In concluding that the 11th Amendment precludes making the university an involuntary plaintiff, Judge O’Malley cited two Supreme Court cases that advocated a broad reading of the 11th Amendment. In one of those cases, the court said that “the sovereign immunity reflected in (rather than created by) the Eleventh Amendment transcends the narrow text of the Amendment itself.” And in the other, it said that the Amendment “serves to avoid the indignity of subjecting a State to the coercive process of judicial tribunals at the instance of private parties.”
Judge Newman, in dissent, was having none of that. She pointed to another Supreme Court opinion holding that when a state enters into commerce, it accedes to the rules of commerce and should be held responsible for its contractual commitments.
As interesting as the Constitutional debate might be, the case turned on the agreement of two judges that the lawsuit could proceed without the university. Thus, the dismissal of the case was reversed.
The ruling that the lawsuit could proceed was rooted in Federal Rule of Civil Procedure 19(b). That rule requires the court to consider four factors in determining whether a lawsuit may proceed in the absence of a “required party.”
Judge O’Malley found the trial court’s analysis insufficient because, in his view, it was based on nothing more than the university’s status as a sovereign. He then conducted his own review of these factors.
Because the license was exclusive in all fields, he deemed the university’s interest and that of Gensetix to be identical. Thus, he reasoned, Gensetix’s enforcement of the patent would not prejudice the interests of the university, and a remedy obtained by Gensetix would be adequate. Judge Moore agreed that Gensetix would have no adequate remedy unless it were permitted to proceed against Baylor.
Baylor argued that it would be prejudiced if the lawsuit went ahead because it could later be sued by the University of Texas for the same infringement.

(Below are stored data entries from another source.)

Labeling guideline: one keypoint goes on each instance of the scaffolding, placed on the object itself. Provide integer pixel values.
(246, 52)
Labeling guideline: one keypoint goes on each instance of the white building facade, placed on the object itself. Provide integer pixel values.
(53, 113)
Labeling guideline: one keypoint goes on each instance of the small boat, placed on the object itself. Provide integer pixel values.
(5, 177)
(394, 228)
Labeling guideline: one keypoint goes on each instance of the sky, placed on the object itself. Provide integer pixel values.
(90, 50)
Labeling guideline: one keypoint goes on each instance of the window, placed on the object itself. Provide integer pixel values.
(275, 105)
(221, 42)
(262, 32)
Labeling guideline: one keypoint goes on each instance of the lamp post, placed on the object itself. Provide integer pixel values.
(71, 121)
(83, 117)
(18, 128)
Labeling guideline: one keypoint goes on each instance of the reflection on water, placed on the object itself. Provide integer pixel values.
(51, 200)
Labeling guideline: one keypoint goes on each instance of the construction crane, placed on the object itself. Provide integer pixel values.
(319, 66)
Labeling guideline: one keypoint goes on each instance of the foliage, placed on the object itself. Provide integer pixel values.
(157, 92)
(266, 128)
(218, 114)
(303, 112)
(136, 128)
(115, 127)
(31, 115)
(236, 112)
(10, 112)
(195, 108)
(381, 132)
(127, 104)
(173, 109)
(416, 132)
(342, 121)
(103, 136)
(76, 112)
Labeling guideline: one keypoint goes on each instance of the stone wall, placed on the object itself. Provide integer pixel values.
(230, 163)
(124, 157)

But the license does not permit the university to sue an infringer unless Gensetix has failed to do so, noted Judge Moore. Thus, there is no danger of multiple lawsuits arising out of the same infringement, and no prejudice to Baylor.
The University of Texas, for its part, argued that, because of its reserved right to conduct research, its interest in the patent was different from that of Gensetix. Judge Newman was not receptive: This was not a reservation of patent rights, but rather an exception to the rights granted by the patent, and the university would have held research rights even if the license had not expressly preserved them.

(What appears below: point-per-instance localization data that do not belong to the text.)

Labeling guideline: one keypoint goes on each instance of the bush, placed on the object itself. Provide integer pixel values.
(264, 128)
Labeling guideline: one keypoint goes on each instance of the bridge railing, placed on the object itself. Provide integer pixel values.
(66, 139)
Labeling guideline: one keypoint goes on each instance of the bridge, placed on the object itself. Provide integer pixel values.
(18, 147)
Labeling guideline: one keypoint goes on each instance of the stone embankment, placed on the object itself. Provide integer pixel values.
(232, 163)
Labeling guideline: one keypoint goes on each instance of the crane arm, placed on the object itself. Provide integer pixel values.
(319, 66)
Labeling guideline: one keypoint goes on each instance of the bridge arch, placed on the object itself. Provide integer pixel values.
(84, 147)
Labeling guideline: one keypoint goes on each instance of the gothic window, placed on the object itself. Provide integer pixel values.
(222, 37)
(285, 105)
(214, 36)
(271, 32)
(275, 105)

What practical lessons does this case provide for companies negotiating patent licenses with state universities? First, it is important that the interest the company obtains in the patent be viewed as identical to that of the university. To do this, it is necessary to get an exclusive license in all fields.

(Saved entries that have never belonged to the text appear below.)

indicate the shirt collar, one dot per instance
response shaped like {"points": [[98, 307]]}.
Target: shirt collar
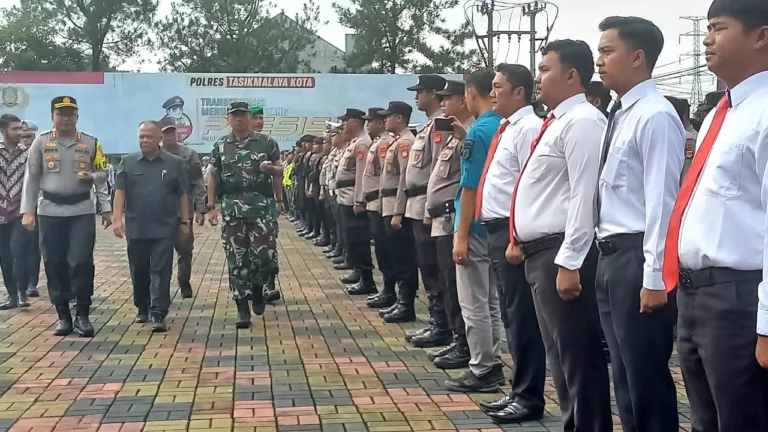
{"points": [[568, 104], [519, 114], [747, 87], [636, 93]]}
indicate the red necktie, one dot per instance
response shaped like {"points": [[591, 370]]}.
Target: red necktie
{"points": [[534, 143], [488, 160], [671, 266]]}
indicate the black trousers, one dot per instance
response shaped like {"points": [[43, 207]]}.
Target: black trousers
{"points": [[151, 263], [521, 326], [383, 249], [426, 253], [67, 244], [358, 242], [640, 344], [571, 334], [716, 338], [15, 242], [447, 268], [406, 269]]}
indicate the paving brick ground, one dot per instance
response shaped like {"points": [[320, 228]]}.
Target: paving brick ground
{"points": [[318, 361]]}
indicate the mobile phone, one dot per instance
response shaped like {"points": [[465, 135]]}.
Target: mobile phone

Second, the university should not be allowed to enforce the patent if the licensee has done so. While it was not a factor in Gensetix, it would be wise to obtain a contractual obligation to cooperate in any litigation, including a right to sue in the name of the university. And finally, if possible, it would be helpful to have the university waive its sovereign immunity rights in connection with any decision by the licensee to sue an infringer.